Colloque 99, Frontières de la fiction : commentaire
Le message suivant a été posté par le visiteur Marie-Laure Ryan le 14 Janvier 2000 à 11:09:56: en réponse à Frontière de la fiction : digitale ou analogique ? posté par Cécile De Bary le 12 Janvier 2000 à 10:27:49: |
Cecile, permettez moi d'abord de vous dire tout l'interet que j'ai pris moi-meme a votre communication et a votre analogie entre le trompe-l'oeil et la fiction. Je me suis moi-meme souvent demandee quel serait l'analogue de la fictionnalite dans les arts visuels. Walton declare que toute peinture est fictionnelle, et Searle pense que la fictionnalite pictorielles concerne les images de creatures imaginaires. Votre intrepretation, en mettant l'accent sur la qualite illusioniste de l'image, s'accorde parfaitement avec l'une des definitions possibles que je propose dans mon essai, a savoir, que l'essence de la fiction est de « passer ludiquement pour ce qu'elle n'est pas. » (Ceci n'est pas un mur mais un jardin; ceci n'est pas l'invention d'un romancier mais un rapport de faits). Ce que Walton ne voit pas, a mon avis, c'est qu'il y a des peintures qui passent pour « le signe » d'un objet, et d'autres qui passent pour cet objet lui-meme; ce sont les secondes, non les premieres, qui peuvent etre comparees a la fiction. Dans cette perspective c'est avec la decouverte de la perspective que la fictionnalite pictorielle se serait developpee. Vous soulignez d'autre part tres justement que le trompe-l'oeil ne trompe pas vraiment; c'est comme vous le dite une « credulite consciemment cultivee, « ou comme le dirait Perec une « feinte d'illusion, » parce qu'il y a en general un paratexte (le titre « roman, » la maison visible dont fait partie le mur peint en trompe l'oeil) qui detruit l'illusion. Quand le « paratexte » est ecamote, le trompe-l'oeil et la fiction peuvent tromper pour un moment (c'est le cas du roman « Marbot » que je mentionne dans mon essai; et cela pourrait etre le cas si on apercevait un mur peint en trompe-l'oeil par une fenetre, sans voir le reste de la maison). En resume, il me semble que la formule de Coleridge, « suspension d'incredulite, » decrit parfaitement cette dialectique de l'illusion/lucidite, meme si, comme l'a montre Antoine Compagnon, l'application de la formule au cas de l'effet de reel ignore totalement l'esthetique du poete.

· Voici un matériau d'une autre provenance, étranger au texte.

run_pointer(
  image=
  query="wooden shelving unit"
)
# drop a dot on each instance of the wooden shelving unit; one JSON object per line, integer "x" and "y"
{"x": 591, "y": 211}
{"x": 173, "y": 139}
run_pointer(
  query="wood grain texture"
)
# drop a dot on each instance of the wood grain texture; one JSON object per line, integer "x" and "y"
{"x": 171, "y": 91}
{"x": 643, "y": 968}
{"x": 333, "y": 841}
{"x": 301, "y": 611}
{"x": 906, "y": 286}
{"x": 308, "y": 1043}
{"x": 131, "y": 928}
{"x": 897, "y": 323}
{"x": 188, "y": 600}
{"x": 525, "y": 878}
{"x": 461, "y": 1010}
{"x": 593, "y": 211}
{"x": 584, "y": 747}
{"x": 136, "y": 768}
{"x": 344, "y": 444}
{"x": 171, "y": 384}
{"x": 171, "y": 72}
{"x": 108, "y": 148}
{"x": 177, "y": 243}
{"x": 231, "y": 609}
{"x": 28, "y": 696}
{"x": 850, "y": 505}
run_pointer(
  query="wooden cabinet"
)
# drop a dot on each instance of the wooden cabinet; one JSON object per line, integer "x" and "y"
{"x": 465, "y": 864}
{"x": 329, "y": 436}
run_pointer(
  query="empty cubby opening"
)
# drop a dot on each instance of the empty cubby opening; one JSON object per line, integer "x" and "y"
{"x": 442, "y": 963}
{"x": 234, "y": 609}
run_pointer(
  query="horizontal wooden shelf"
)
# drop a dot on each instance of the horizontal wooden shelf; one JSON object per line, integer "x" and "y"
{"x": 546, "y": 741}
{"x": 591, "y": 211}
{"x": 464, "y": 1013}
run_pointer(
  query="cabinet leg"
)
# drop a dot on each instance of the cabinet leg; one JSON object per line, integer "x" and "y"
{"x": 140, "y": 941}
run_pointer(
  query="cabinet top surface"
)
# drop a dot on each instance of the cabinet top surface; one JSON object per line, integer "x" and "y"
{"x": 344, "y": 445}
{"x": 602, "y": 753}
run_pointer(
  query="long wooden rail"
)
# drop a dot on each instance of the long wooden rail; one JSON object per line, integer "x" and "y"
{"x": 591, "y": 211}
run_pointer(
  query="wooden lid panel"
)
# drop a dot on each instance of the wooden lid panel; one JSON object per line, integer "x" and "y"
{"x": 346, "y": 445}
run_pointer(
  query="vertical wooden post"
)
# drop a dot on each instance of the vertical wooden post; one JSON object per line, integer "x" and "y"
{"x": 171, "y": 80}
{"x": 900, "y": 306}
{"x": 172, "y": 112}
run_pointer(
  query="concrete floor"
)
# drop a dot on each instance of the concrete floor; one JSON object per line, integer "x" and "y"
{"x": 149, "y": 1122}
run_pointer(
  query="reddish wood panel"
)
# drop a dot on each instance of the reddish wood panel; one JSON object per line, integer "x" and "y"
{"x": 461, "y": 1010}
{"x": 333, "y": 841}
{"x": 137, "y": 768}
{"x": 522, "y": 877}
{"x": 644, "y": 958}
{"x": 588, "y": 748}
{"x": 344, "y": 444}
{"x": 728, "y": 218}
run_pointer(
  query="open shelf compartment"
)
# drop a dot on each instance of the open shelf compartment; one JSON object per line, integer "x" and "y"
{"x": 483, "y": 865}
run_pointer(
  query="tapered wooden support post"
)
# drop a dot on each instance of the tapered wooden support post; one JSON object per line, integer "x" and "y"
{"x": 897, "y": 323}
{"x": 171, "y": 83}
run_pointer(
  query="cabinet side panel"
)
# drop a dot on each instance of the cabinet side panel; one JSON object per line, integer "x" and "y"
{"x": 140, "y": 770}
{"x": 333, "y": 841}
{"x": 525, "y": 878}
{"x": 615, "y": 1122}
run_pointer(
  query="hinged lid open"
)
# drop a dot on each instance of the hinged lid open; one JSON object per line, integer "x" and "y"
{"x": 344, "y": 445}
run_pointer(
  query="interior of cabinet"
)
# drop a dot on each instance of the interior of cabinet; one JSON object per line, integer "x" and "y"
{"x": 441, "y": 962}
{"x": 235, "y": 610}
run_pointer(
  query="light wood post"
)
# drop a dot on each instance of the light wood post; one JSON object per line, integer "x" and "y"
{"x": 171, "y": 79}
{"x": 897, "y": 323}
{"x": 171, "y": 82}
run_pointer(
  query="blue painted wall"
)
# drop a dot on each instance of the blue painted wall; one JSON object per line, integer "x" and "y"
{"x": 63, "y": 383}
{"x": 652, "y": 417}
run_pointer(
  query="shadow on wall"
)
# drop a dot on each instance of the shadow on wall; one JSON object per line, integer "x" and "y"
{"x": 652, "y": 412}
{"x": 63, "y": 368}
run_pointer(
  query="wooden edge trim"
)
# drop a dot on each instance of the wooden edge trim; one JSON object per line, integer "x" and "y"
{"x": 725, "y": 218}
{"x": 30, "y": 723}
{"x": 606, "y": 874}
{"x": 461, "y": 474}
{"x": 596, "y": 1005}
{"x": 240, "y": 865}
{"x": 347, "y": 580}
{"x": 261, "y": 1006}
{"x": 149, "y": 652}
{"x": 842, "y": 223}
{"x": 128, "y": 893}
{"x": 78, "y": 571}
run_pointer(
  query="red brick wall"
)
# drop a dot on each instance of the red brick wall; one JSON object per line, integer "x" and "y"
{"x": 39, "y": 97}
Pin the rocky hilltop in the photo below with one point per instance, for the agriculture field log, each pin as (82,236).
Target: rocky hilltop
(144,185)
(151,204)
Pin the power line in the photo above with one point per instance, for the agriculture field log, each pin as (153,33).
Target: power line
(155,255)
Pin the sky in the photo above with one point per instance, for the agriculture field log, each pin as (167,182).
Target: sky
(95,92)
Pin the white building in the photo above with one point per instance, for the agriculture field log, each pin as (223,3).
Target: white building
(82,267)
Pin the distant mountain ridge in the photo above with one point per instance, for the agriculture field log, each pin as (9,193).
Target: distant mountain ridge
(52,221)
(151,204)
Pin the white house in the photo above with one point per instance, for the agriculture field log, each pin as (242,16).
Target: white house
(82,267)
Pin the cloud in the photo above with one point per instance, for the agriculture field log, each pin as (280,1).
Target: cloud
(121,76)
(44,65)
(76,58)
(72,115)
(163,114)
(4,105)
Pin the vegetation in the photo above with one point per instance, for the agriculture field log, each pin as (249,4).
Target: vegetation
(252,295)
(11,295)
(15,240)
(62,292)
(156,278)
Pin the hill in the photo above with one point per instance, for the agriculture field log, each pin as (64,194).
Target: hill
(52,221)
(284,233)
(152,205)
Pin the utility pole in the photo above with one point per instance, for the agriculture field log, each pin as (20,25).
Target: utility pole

J'en viens maintenant a vos remarques sur le verbe « croire. » En effet mon usage du terme ne tient pas lieu de la distinction entre « croire » et « savoir. » Pour etre plus precise, au lieu d'ecrire que le texte de non-fiction est « a croire, » peut-etre devrais-je ecrire qu'il est offert comme « materiel pour fabriquer du savoir. » Mais il y a un sens de croire qui ne s'oppose pas strictement a savoir, comme par exemple quand on dit « je vous crois, » ce qui signifie « j'accepte ce que vous me dites comme part de mon savoir. » Cela dit vous avez parfaitement raison de comparer la fiction a l'attitude des parents qui font semblant de croire au Pere Noel; a mon avis, les parents vivent dans le fiction, mais les enfants dans le referentiel. (Cela me rappelle les paroles d'une chanson de Georges Brassens, qui parodie Pascal: « Faites semblant de croire, et bientot vous croirez. »)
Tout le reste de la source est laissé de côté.